Mediante una serie de simulaciones hidrodinámicas, cuyos videos podéis encontrar en el siguiente enlace, si, este enlace se ha demostrado que un transito de la estrella de menos masa a través del disco de acrección de la estrella mayor, produciría un resultado prácticamente idéntico al observado en FU Orionis. La estrella de menor masa acretaría rápidamente una gran cantidad de masa del disco de la estrella mayor, produciendo un súbito aumento de la temperatura (en torno a los 1500º C) y la luminosidad, tanto del propio disco, como de la estrella menor. La estrella mayor, aunque también aumenta ligeramente su luminosidad y sufre su propio evento explosivo, no se ve casi afectada.
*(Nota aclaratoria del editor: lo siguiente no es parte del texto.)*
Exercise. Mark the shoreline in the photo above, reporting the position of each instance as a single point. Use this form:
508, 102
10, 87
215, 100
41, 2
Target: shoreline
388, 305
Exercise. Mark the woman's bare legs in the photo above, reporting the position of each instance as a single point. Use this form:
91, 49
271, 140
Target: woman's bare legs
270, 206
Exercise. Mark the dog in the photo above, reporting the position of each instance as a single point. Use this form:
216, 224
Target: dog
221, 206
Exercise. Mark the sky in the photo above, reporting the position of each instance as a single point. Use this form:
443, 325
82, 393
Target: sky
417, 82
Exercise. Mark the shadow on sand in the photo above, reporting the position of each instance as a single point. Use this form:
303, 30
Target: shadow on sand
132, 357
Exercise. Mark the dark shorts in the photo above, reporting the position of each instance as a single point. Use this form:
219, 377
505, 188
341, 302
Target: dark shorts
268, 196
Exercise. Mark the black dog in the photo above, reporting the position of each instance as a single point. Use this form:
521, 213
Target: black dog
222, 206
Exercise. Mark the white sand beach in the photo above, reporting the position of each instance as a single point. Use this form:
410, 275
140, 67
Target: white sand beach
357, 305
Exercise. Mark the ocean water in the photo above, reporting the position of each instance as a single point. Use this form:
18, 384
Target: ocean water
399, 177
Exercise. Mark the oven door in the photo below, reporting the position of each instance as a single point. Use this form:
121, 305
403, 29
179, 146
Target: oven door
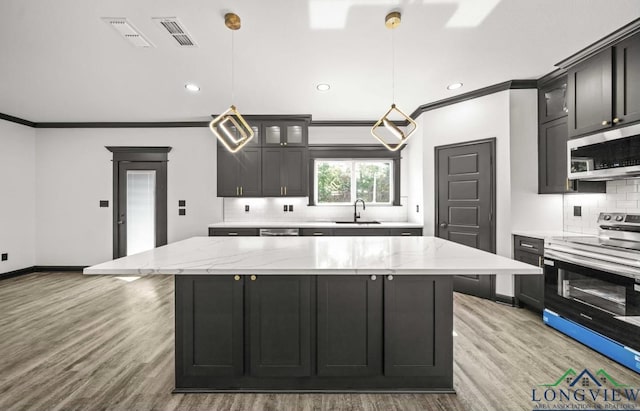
594, 297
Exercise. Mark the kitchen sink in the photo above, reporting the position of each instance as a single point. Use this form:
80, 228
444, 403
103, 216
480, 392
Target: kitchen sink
357, 222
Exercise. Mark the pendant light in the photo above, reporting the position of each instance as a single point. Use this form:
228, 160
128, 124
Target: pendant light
230, 127
385, 125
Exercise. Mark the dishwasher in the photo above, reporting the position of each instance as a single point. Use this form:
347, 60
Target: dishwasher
279, 232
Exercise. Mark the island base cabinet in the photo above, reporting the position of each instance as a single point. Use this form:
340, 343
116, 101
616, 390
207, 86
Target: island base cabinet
297, 333
418, 326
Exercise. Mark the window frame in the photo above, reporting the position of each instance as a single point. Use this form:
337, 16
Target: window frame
352, 152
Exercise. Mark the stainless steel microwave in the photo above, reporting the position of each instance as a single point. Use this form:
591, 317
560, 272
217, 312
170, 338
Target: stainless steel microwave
605, 156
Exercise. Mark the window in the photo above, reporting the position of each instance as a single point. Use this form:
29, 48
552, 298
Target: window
342, 181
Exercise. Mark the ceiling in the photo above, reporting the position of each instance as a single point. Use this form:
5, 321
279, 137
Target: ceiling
61, 63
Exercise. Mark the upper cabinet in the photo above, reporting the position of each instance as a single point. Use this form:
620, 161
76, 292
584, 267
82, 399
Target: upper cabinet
604, 90
285, 133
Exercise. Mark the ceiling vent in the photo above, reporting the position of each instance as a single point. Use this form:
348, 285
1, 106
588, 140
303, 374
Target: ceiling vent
176, 29
126, 30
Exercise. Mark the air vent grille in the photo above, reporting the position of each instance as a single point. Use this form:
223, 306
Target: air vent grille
128, 31
176, 29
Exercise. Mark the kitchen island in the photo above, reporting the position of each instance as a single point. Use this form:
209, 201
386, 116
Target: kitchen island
314, 314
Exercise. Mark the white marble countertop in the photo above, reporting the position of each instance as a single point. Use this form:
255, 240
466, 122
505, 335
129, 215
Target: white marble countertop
314, 224
543, 235
314, 256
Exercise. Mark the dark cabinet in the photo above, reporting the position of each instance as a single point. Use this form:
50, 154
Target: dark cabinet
418, 325
216, 232
239, 174
603, 91
529, 289
553, 134
210, 318
284, 172
280, 325
349, 328
285, 133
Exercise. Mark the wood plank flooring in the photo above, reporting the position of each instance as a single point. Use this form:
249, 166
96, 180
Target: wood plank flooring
73, 342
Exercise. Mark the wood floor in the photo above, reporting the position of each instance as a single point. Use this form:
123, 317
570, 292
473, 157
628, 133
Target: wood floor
74, 342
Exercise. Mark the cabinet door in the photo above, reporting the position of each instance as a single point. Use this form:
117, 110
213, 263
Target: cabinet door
209, 320
250, 172
552, 100
552, 157
590, 87
294, 172
227, 169
418, 321
529, 289
271, 172
349, 326
628, 80
280, 326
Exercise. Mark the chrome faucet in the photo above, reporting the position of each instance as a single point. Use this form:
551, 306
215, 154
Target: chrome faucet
356, 215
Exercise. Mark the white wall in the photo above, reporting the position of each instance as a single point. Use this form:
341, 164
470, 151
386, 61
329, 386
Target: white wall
17, 196
529, 210
74, 172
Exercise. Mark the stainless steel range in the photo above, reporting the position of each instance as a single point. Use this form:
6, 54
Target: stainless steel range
592, 287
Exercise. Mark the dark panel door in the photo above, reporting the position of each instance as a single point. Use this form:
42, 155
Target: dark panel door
552, 157
418, 325
349, 325
250, 172
271, 176
209, 326
590, 87
280, 326
228, 184
628, 80
466, 197
294, 172
141, 203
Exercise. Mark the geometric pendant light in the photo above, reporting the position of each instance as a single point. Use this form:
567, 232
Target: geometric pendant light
230, 127
385, 130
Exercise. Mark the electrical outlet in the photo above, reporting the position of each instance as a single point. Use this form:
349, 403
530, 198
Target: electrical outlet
577, 211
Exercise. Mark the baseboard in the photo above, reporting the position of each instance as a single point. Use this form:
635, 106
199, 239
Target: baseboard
40, 269
17, 273
505, 299
46, 268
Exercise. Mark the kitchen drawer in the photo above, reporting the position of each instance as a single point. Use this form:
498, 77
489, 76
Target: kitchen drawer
215, 232
405, 231
316, 231
528, 244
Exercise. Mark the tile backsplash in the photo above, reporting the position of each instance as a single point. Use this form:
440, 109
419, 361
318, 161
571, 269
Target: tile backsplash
272, 209
621, 196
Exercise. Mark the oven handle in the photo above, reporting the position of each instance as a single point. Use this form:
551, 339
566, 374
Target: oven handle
592, 263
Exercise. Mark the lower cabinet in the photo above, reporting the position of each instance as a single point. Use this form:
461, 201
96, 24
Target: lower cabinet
314, 332
529, 289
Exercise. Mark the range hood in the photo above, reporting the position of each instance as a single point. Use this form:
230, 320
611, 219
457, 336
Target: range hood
610, 155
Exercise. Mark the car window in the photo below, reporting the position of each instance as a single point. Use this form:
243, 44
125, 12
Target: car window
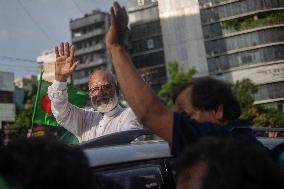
148, 177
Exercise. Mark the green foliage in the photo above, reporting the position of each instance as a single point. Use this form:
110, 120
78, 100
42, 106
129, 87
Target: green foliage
238, 24
244, 91
23, 116
259, 116
176, 79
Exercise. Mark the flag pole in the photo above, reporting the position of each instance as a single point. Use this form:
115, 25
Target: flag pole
37, 98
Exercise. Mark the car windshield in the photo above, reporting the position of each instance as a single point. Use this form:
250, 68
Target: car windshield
169, 42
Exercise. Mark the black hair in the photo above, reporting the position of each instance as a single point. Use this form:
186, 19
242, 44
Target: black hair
232, 163
43, 163
209, 93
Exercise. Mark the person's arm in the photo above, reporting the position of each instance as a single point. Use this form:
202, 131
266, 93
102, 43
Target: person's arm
67, 115
139, 95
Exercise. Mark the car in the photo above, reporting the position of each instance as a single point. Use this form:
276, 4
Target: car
132, 163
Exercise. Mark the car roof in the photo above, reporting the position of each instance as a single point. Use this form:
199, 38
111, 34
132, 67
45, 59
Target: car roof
121, 147
139, 151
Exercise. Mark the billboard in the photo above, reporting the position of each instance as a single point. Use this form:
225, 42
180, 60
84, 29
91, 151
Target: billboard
259, 75
7, 81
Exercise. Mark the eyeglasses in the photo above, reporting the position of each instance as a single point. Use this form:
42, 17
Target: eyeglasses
96, 89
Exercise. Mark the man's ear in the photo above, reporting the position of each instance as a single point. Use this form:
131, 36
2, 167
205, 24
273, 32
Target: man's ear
219, 113
117, 88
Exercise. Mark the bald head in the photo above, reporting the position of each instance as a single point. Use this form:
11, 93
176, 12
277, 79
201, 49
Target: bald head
101, 77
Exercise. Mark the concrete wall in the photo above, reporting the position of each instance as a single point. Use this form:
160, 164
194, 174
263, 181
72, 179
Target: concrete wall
182, 34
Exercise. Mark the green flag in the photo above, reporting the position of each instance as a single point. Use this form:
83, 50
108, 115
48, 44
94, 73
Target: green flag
43, 114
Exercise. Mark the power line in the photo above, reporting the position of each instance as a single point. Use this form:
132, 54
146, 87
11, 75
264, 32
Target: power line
35, 23
19, 68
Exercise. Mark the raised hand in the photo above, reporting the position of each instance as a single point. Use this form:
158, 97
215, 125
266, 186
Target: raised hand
64, 65
118, 30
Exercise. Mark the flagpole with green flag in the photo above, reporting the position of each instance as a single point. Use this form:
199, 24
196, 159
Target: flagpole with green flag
37, 98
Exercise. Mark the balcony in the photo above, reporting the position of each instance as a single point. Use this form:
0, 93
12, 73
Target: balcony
94, 33
87, 50
93, 63
86, 21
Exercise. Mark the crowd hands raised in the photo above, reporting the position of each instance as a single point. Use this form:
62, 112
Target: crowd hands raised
231, 157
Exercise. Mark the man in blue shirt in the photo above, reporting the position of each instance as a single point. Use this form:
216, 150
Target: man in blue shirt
176, 128
208, 108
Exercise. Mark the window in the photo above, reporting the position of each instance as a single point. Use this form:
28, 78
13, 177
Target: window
150, 44
140, 2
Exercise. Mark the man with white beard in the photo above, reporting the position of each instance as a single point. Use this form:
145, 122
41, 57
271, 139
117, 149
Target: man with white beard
107, 117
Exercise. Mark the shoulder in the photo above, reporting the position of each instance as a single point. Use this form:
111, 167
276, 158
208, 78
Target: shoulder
128, 112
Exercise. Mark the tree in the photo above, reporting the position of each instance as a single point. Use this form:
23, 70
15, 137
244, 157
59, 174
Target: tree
176, 79
259, 116
23, 116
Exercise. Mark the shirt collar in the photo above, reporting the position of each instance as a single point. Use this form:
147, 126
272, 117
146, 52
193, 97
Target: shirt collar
114, 111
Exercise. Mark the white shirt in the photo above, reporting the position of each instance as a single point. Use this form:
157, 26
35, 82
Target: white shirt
88, 124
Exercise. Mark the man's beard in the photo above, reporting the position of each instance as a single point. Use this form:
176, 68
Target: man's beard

En la simulación, la parte más fuerte de este efecto dura aproximadamente un año, pero los efectos en el incremento de luminosidad aún son evidentes hasta 100 años después del evento y, al igual que en FU Orionis, es la estrella menor la que se ve más afectada.

Y ahora os preguntareis, muy bien, es una historia muy bonita, pero, ¿Qué tiene que ver con nuestro propio Sistema Solar? por que, en principio, esta historia era sobre el Sistema Solar, no sobre una estrella de por donde San Pedro perdió las chanclas, ¿no?. La cosa es que, en más del 80% de los meteoritos analizados en la Tierra, aparecen unas estructuras llamadas cóndrulos, que se forman a partir de pequeñas gotas fundidas en el espacio, y que son posteriormente acretadas en otro cuerpo. Estos cóndrulos se encuentran, habitualmente, dentro de un tipo de rocas llamadas condritas, que están consideradas como uno de los materiales sólidos más viejos de nuestro sistema solar(4), y se creen se formaron, precisamente, en algún tipo de evento explosivo que elevó extraordinariamente la temperatura del disco de acrección del Sol.

Por lo tanto, si el estudio que indica el evento de FU Orionis es correcto, es extremadamente probable que un evento similar ocurriera durante la formación de nuestro propio sistema solar, con el Sol siendo una de las dos estrellas involucradas (no necesariamente la de menor masa, puesto que el disco de la estrella de mayor masa también se calienta lo suficiente). Así, todo nuestro sistema solar y, por tanto, nosotros mismos, somos los afortunados hijos y supervivientes, de una colisión entre dos estrellas que no miraban mucho por donde iban mientras caminaban por la galaxia.

1) Wang H., Apai D., Henning T., Pascucci I., 2004, ApJ 601, L83.
2) Zhu z., et al., 2007, ApJ 669, 483
3) Pérez S., et al., 2020, ApJ 889, 59.
4) Connelly, J. N.; Bizzarro, M.; Krot, A. N.; Nordlund, A.; Wielandt, D.; Ivanova, M. A. (2012). «The Absolute Chronology and Thermal Processing of Solids in the Solar Protoplanetary Disk». Science. 338 (6107): 651–55.